I cant speak definitively but I think that brethren that joined in the previous century were truly looking for brotherhood and enlightenment and to make themselves better, maybe even for the contacts being a mason indirectly gives you. the brethren that have joined and stuck with it in this century I think were also looking for that, those that have dropped out I think might have come from the millennial conspiracy theory group that were hoping it was more then a dinner club for men. They were hoping we actually ride then sacrifice a goat, worship Lucifer and all that. When they found all that to be hogwash they left.
It's late and I am grumpy, but I used to think Tim was really good, but then I started to wonder if he was writing about an organisation he actually doesn't participate in ? Or am I getting him confused with someone else... there was some well known blogger who used to go on about the problems with lodges, then made the mistake of mentioning he had not been in one for years.
Freemasonry is always going to be new and shiny when you first start, the quality of the lodge and the quality of the brethren will effect how long before you discover some truth, but at some point you are bound to discover it - organizations have problems because they have humans in them...
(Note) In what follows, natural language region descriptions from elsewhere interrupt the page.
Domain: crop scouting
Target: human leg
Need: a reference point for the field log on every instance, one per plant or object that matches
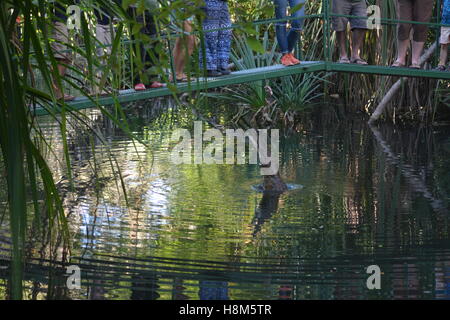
(404, 12)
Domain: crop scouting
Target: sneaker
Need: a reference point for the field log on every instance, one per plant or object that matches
(294, 60)
(286, 60)
(224, 71)
(213, 73)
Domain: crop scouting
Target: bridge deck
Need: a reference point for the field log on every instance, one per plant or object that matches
(246, 76)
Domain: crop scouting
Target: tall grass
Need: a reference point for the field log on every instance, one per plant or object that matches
(29, 179)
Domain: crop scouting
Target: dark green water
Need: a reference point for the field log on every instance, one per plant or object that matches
(369, 197)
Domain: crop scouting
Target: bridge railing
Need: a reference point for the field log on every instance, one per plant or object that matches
(326, 15)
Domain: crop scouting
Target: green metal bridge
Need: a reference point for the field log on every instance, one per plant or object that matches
(258, 74)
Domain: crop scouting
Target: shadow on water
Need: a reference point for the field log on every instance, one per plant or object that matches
(368, 196)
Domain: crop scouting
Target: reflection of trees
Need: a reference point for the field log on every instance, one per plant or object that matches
(266, 208)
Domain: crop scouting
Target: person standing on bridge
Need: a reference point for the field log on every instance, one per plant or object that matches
(358, 26)
(60, 47)
(217, 42)
(146, 56)
(412, 10)
(185, 43)
(445, 36)
(288, 40)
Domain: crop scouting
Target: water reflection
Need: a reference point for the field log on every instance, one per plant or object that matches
(370, 196)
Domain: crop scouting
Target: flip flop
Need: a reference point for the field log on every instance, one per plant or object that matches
(139, 87)
(440, 68)
(359, 61)
(156, 84)
(67, 98)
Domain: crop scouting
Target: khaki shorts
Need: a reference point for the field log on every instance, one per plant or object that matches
(59, 46)
(445, 35)
(348, 7)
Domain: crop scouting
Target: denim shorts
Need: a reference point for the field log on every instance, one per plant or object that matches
(353, 8)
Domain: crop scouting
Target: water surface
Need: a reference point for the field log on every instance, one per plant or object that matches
(375, 196)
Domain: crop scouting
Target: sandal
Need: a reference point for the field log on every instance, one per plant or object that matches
(359, 61)
(139, 87)
(66, 98)
(397, 64)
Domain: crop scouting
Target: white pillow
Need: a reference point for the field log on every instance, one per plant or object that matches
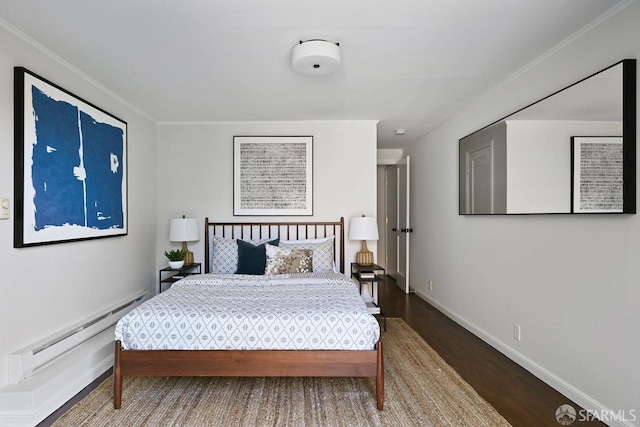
(224, 254)
(323, 259)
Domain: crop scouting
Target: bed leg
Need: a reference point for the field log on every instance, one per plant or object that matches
(380, 378)
(117, 377)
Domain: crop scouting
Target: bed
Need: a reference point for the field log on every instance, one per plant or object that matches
(352, 356)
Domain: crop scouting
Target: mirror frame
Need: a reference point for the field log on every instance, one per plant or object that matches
(628, 143)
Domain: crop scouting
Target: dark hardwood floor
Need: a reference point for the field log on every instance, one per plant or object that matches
(521, 398)
(517, 395)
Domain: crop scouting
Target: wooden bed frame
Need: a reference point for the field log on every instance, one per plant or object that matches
(256, 363)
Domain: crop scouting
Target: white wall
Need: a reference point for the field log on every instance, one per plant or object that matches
(195, 173)
(48, 288)
(571, 282)
(539, 162)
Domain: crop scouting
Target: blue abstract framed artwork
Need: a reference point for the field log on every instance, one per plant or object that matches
(70, 166)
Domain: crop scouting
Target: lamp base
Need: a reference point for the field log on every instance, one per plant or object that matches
(365, 256)
(188, 255)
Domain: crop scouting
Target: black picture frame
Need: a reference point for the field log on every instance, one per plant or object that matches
(70, 166)
(597, 178)
(272, 175)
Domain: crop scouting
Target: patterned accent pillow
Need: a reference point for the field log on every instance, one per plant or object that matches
(224, 254)
(285, 261)
(323, 258)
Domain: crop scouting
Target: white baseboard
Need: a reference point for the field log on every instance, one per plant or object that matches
(34, 399)
(569, 391)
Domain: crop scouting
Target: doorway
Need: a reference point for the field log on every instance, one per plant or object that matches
(396, 222)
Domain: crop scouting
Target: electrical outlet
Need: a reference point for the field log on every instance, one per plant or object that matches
(516, 332)
(4, 208)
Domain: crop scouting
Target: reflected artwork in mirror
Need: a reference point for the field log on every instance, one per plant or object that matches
(573, 151)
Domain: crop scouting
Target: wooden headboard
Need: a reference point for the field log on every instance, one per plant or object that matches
(282, 230)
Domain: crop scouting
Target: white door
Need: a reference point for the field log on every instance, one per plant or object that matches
(398, 226)
(404, 224)
(479, 177)
(391, 220)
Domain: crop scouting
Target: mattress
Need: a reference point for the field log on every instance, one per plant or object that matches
(305, 311)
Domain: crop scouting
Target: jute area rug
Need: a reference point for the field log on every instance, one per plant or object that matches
(420, 390)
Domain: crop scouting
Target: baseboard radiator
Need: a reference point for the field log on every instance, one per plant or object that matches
(46, 374)
(23, 363)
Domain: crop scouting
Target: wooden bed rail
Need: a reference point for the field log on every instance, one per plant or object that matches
(249, 363)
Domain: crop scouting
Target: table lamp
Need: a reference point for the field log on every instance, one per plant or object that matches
(363, 228)
(184, 230)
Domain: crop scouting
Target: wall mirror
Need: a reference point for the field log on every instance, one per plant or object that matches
(573, 151)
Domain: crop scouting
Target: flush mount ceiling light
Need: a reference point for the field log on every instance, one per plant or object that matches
(316, 57)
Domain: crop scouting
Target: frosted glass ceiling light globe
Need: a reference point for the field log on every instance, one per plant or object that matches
(316, 57)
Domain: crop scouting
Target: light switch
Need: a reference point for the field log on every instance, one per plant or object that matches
(4, 208)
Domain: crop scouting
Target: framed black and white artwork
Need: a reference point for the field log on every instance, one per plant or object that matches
(70, 166)
(597, 179)
(272, 175)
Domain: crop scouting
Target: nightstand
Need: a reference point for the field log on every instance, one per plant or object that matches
(170, 275)
(373, 274)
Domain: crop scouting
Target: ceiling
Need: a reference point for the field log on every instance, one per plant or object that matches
(410, 64)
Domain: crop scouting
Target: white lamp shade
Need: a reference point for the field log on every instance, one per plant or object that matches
(183, 230)
(363, 228)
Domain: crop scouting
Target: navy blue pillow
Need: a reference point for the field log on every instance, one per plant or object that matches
(252, 259)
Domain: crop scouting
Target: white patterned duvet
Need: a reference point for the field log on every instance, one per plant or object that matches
(314, 311)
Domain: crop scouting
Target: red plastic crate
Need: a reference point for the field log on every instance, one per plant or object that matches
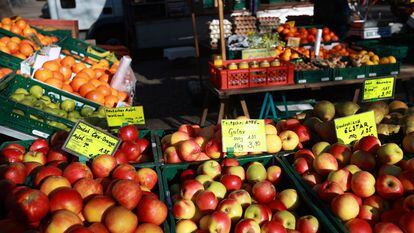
(252, 77)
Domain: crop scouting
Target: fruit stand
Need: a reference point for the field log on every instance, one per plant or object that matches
(82, 159)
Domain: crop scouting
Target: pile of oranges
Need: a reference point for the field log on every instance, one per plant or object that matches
(4, 72)
(306, 35)
(91, 83)
(21, 27)
(16, 47)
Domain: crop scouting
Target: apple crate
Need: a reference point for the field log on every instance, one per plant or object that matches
(171, 174)
(253, 77)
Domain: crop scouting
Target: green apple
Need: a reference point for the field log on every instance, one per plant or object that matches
(36, 91)
(289, 197)
(68, 105)
(286, 218)
(21, 91)
(217, 188)
(256, 172)
(203, 179)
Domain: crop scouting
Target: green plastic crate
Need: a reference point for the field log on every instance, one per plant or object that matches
(79, 47)
(171, 173)
(9, 86)
(384, 70)
(349, 73)
(313, 76)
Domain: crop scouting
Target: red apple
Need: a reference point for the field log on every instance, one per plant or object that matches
(151, 210)
(358, 226)
(206, 201)
(65, 198)
(232, 182)
(125, 171)
(387, 227)
(15, 172)
(264, 191)
(389, 187)
(128, 133)
(88, 187)
(119, 219)
(131, 149)
(147, 177)
(76, 171)
(127, 193)
(103, 165)
(44, 172)
(368, 144)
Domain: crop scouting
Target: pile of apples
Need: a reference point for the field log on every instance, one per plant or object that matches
(193, 143)
(228, 197)
(369, 186)
(20, 27)
(88, 81)
(56, 194)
Although I love history, I will say this - on one real level - who cares about the past. Unless it was rotten (it was generally not) we are bound to romanticize it. What matters is now and how that builds our future for next week, next year and next decade and next century. What matters in that is mentoring and connecting with new members by teaching them our values and creating brotherhood. If Freemasonry has a challenge - it's that we are all time poor and success requires significant investment of time, in ourselves and in each other - especially those we mentor.